In Spain, austerity legacy cripples coronavirus fight

“It makes no sense to take refuge in well-known claims, for example that the health system is exemplary [Prime Minister Pedro] Sánchez insists, “Contexto, an online publication, warned in an editorial. “It is a sad reminder of the comments from [Socialist Prime Minister José Luis Rodríguez] Zapatero at the beginning of the economic crisis when he said the Spanish financial system was “one of the most solid in the world”.

Many in Spain regard the health system as the flagship of the country’s modernity: free of charge when used strongly decentralizedEach of the country’s 17 regions controls how their healthcare is operated and how well financed it is.

And a decade ago, Sánchez’s assertion that the system was “robust” was true. During the Spanish boom times before the financial crisis, the country’s health expenditure was close to the EU average.

This changed in 2011 when the economy turned down and a newly elected Conservative Prime Minister Mariano Rajoy launched a program from severe spending cuts. He started cutting a total of € 10 billion from health and education budgets and maintained an austerity program for much of his tenure, which ended in 2018.

Healthcare investments have dropped from 6.8 percent of GDP in 2009 to 5.9 percent in the government’s latest draft budget – well below current EU average spending of 7.5 percent of GDP.

As a result of the cuts, a growing number of newly trained doctors have been unemployed or emigrated to other countries, according to an EU report noted last year.

The austerity measures have also led to a number of bottlenecks, particularly a decrease in the number of hospital beds and an increase in temporary contracts for doctors and nurses, the report said.

Healthcare spending has risen again since austerity measures have eased, but investment is still insufficient, said José Félix Hoyo, emergency doctor in Móstoles near Madrid and president of the Spanish subsidiary of Médecins du Monde.

A wave of privatizations in this sector under the regional wings of the Rajoy Conservative People’s Party (PP) has further undermined Spain’s ability to cope with a pandemic of the magnitude of the current crisis, Hoyo warned.

“What happened in Spain was this trend [of privatization]The very small company has grown as a result of the economic crisis in our healthcare sector, ”he said. “And when it comes to coordinating the management of an epidemic, there is an obstacle.”

The Madrid region, where the worst wave of privatization has taken place, is now facing enormous pressures as it is also the epicenter of the country’s coronavirus outbreak.

The accusations that Rajoy’s austerity measures have not prepared the country for the current crisis do not fit well with members of the PP. Earlier this week, Rajoy’s successor, party leader Pablo Casado, flatly denied that his party had cut health care spending, calling the Spanish system “the best in Europe.”

The rejections have angered members of Podemos, the junior coalition partner of the new left government, whose leader Pablo Iglesias is known as a prominent critic of austerity and privatization in healthcare.

Now, as one of four deputy prime ministers, he and his party colleagues must fight a pandemic with a health system that they say has been eroded by the previous government’s neoliberal orthodoxy.

When Sandra Ortega, heiress to the clothing retail empire Inditex, donated 1 million medical face masks to fight the spread of the virus, the party had to bite its tongue despite having attacked the company in the past for employing cheap foreign workers.

Podemos’ contribution to Spain’s response to the crisis is evident in the € 200 billion package of measures that Sánchez has announced to help keep the economy going. The party has been reportedly pushing for an expansive approach when developing measures.

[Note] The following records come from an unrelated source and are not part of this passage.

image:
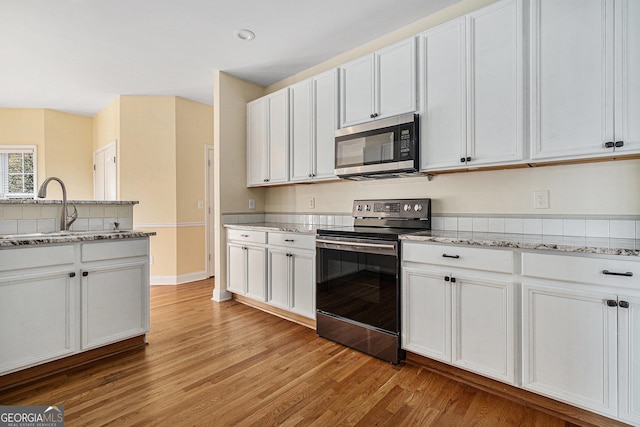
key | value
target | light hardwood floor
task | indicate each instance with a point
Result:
(226, 364)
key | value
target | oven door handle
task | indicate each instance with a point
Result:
(362, 245)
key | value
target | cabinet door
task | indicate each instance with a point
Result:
(443, 133)
(572, 77)
(627, 40)
(570, 346)
(303, 285)
(38, 316)
(279, 137)
(325, 92)
(426, 314)
(301, 146)
(279, 274)
(628, 356)
(357, 91)
(115, 303)
(256, 273)
(396, 79)
(483, 327)
(495, 91)
(236, 269)
(257, 141)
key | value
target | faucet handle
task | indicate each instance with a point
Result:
(71, 218)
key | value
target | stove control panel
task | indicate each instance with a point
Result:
(392, 208)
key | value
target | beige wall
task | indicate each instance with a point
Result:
(231, 193)
(68, 154)
(574, 189)
(64, 146)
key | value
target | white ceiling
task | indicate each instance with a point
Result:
(78, 55)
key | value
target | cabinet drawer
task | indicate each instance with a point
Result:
(101, 250)
(33, 257)
(582, 269)
(247, 235)
(459, 256)
(293, 240)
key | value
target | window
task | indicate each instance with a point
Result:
(17, 171)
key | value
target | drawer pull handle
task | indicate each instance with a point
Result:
(613, 273)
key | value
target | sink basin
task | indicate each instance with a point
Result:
(54, 234)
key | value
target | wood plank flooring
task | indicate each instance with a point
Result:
(226, 364)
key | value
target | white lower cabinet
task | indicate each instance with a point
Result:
(457, 314)
(273, 267)
(291, 271)
(59, 300)
(246, 263)
(580, 320)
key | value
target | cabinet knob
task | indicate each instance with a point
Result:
(613, 273)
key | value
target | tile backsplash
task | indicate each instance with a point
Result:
(619, 228)
(43, 217)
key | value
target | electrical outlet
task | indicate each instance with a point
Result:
(541, 199)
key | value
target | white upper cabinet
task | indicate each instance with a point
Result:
(585, 78)
(268, 139)
(379, 85)
(472, 89)
(314, 117)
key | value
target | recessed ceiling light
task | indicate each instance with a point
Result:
(244, 34)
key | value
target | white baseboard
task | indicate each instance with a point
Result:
(221, 295)
(179, 280)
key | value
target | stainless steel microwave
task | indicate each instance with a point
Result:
(383, 148)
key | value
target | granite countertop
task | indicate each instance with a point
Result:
(11, 241)
(279, 226)
(587, 245)
(69, 202)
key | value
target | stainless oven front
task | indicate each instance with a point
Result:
(358, 294)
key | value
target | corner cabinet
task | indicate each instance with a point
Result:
(246, 263)
(379, 85)
(580, 320)
(314, 119)
(60, 300)
(458, 306)
(585, 78)
(268, 139)
(472, 92)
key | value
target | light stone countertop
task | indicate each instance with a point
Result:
(568, 244)
(15, 240)
(69, 202)
(585, 245)
(278, 226)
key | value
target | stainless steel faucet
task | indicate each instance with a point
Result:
(65, 219)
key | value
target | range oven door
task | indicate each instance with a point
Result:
(358, 294)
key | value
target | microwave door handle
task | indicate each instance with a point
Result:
(362, 245)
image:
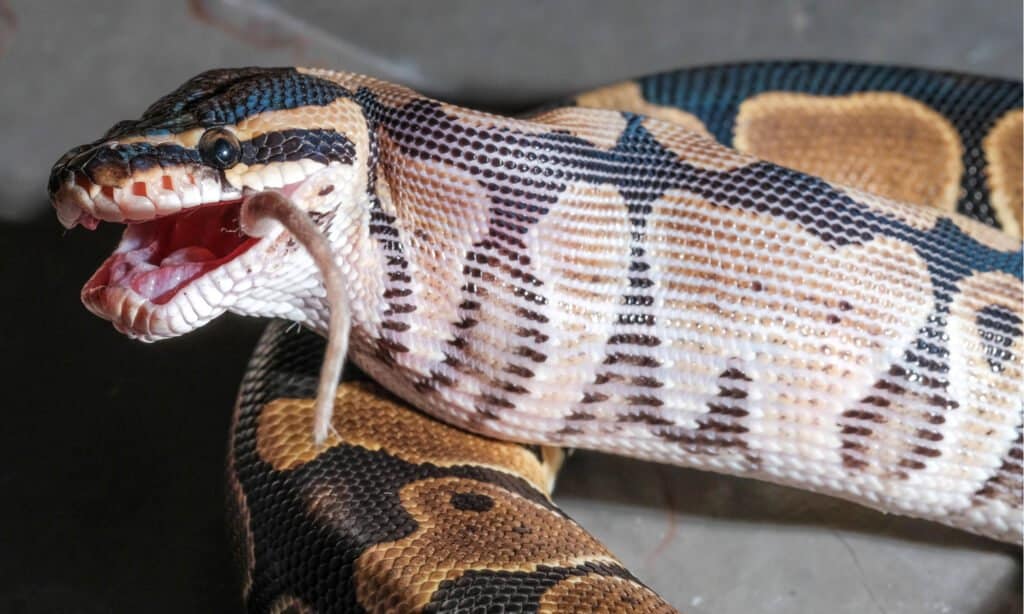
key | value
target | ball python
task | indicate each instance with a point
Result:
(764, 269)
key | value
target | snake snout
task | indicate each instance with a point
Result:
(131, 182)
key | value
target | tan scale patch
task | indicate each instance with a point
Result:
(989, 399)
(695, 148)
(601, 595)
(581, 250)
(599, 127)
(882, 142)
(627, 96)
(367, 417)
(816, 333)
(511, 534)
(1004, 148)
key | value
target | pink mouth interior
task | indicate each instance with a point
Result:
(158, 258)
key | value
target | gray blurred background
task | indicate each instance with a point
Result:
(113, 451)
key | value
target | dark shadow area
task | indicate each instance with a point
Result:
(113, 450)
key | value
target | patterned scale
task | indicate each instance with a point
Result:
(811, 308)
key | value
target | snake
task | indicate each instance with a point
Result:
(796, 271)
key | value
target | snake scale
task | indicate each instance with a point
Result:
(625, 271)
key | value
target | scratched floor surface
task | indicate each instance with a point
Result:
(113, 451)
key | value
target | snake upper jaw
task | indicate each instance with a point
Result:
(179, 266)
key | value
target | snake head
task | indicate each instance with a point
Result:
(176, 177)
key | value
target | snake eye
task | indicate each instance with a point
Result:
(219, 148)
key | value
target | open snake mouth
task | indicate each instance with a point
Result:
(157, 259)
(182, 259)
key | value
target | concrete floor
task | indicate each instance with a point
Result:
(112, 472)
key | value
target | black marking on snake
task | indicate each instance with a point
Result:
(513, 590)
(332, 505)
(998, 330)
(323, 145)
(226, 96)
(972, 103)
(833, 216)
(471, 501)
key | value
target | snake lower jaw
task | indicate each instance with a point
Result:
(175, 273)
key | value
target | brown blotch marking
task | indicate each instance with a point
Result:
(521, 371)
(394, 308)
(645, 418)
(883, 142)
(527, 352)
(866, 415)
(367, 417)
(628, 96)
(633, 359)
(580, 415)
(391, 347)
(497, 401)
(646, 382)
(287, 604)
(644, 399)
(1003, 147)
(601, 595)
(513, 534)
(727, 410)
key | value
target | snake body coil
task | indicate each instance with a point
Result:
(609, 278)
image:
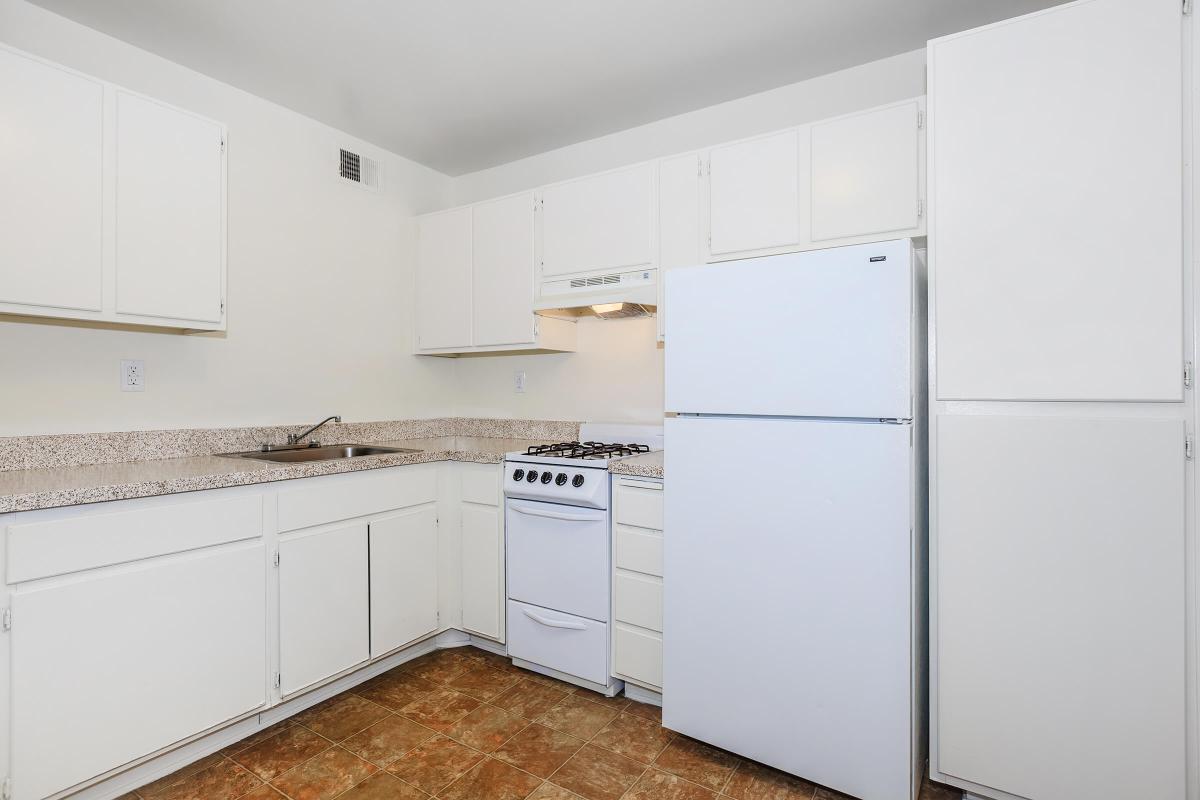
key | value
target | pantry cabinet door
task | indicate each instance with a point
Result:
(503, 271)
(51, 162)
(444, 280)
(169, 212)
(600, 222)
(754, 194)
(324, 605)
(867, 173)
(483, 570)
(1056, 205)
(112, 665)
(1059, 595)
(403, 578)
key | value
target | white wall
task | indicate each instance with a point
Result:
(617, 374)
(319, 278)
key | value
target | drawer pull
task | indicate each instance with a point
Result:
(555, 623)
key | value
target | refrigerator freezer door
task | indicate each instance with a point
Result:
(787, 596)
(819, 334)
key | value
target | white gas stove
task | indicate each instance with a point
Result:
(558, 552)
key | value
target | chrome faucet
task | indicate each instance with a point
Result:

As the crisis grows, the discrepancy between the efforts of 24-hour health professionals and the system in which they operate is likely to widen.

“Every day we go to our balconies and clap [for the health care workers]and it’s great, ”said Manuel Franco, professor of public health at Alcalá de Henares University and Johns Hopkins University.

As in countries across Europe, nightly appreciation has become a ritual in Spain.

“But we shouldn’t forget that we need more money, more investments, we have to take good care of it [professionals]Franco added. “You need better jobs, better equipment, we need better technicians, better data management and better research. Hopefully that will come out of this crisis.”